Obama has had a difficult relationship with Netanyahu, who criticized him for pushing Israel too hard in the drive for a Middle East peace deal, straining Obama's standing with Jewish American voters as he campaigns for re-election next year.
Reporters covering the G20 summit in Cannes last week overheard French President Nicolas Sarkozy call Netanyahu a "liar" while talking to Obama.
Instead of contradicting Sarkozy's characterization of Netanyahu, Obama appeared to commiserate. "You're fed up with him, but I have to deal with him even more often than you," the U.S. president replied, according to the French interpreter.
The White House declined to comment on the Obama-Sarkozy conversation, citing its private nature.
The exchange was monitored by reporters listening on translation devices while they waited nearby to cover public remarks from the two leaders after their bilateral meeting.

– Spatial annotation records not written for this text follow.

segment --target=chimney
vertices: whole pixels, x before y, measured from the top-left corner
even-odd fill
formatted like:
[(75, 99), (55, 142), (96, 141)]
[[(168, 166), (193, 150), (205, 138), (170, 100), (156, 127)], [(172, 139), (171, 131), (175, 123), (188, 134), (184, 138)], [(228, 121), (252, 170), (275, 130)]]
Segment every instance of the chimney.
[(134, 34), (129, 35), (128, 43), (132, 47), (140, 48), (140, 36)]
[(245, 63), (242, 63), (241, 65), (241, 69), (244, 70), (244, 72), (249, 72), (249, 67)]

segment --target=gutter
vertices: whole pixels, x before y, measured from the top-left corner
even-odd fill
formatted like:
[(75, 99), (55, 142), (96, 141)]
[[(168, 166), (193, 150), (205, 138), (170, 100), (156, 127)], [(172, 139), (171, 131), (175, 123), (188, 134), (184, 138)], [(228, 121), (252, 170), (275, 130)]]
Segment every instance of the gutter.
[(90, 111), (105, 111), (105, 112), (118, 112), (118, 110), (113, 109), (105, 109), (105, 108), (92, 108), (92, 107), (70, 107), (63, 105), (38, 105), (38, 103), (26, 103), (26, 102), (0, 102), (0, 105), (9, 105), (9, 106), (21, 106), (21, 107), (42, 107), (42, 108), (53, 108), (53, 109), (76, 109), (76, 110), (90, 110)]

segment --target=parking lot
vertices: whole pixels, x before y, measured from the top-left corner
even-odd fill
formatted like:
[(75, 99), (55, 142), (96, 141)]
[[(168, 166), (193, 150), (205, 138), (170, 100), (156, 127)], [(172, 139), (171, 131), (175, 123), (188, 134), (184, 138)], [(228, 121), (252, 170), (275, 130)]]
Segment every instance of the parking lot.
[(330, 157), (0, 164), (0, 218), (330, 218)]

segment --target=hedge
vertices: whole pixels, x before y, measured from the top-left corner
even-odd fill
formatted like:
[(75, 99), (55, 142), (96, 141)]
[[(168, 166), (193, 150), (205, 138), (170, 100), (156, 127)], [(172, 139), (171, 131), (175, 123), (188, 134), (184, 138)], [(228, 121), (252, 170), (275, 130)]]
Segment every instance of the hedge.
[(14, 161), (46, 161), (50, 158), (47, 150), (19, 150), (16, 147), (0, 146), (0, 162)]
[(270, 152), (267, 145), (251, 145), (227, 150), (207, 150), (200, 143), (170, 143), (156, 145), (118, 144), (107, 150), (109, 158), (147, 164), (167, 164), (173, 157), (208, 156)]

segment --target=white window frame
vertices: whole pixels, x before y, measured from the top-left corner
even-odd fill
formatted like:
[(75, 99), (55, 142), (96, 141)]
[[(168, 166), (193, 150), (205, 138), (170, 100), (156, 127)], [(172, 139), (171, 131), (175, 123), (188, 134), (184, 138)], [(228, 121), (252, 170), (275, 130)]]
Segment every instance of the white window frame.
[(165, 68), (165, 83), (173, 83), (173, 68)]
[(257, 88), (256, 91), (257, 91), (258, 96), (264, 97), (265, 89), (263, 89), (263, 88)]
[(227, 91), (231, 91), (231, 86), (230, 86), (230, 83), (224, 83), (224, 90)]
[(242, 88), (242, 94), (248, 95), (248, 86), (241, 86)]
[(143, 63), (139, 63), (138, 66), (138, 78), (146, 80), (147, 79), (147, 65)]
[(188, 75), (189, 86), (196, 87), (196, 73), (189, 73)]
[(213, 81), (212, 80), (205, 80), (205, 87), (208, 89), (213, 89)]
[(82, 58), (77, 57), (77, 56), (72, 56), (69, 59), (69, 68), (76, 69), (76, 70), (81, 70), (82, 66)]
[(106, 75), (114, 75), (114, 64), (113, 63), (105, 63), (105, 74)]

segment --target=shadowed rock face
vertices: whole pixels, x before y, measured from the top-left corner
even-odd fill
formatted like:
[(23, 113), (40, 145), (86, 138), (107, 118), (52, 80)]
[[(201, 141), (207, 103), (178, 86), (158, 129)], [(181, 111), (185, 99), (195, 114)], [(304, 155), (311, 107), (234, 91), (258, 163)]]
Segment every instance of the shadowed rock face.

Jewish American voters worried by Obama's views on Israel could hurt him in next year's general election.They are a powerful voting bloc in Florida, a vital swing state that Obama won in 2008. In September, his Democrats lost a heavily Jewish New York congressional district that had been in the party's hands since the 1920s, with anti-Obama sentiment blamed for the swing.
While not commenting on the "liar" remark, the White House went out of its way to stress that Obama was fighting for Israel's interests throughout the G20 summit, which was otherwise preoccupied with a euro zone debt crisis.
"Our actions speak very loudly, which is that this president has taken strategic cooperation with Israel to unprecedented levels," Rhodes said.
"In so far as the Middle East came up at all at the G20, it was the president raising with other leaders his opposition to Palestinian membership in U.N. agencies," he added.
France voted in favor of a Palestinian request to join the U.N. cultural heritage agency UNESCO.
Obama chided him for that vote, according to reporting of their private conversation on a French website that Reuters has confirmed. The day the conversation took place, the Palestinians announced that they would not seek membership of any other U.N. agency.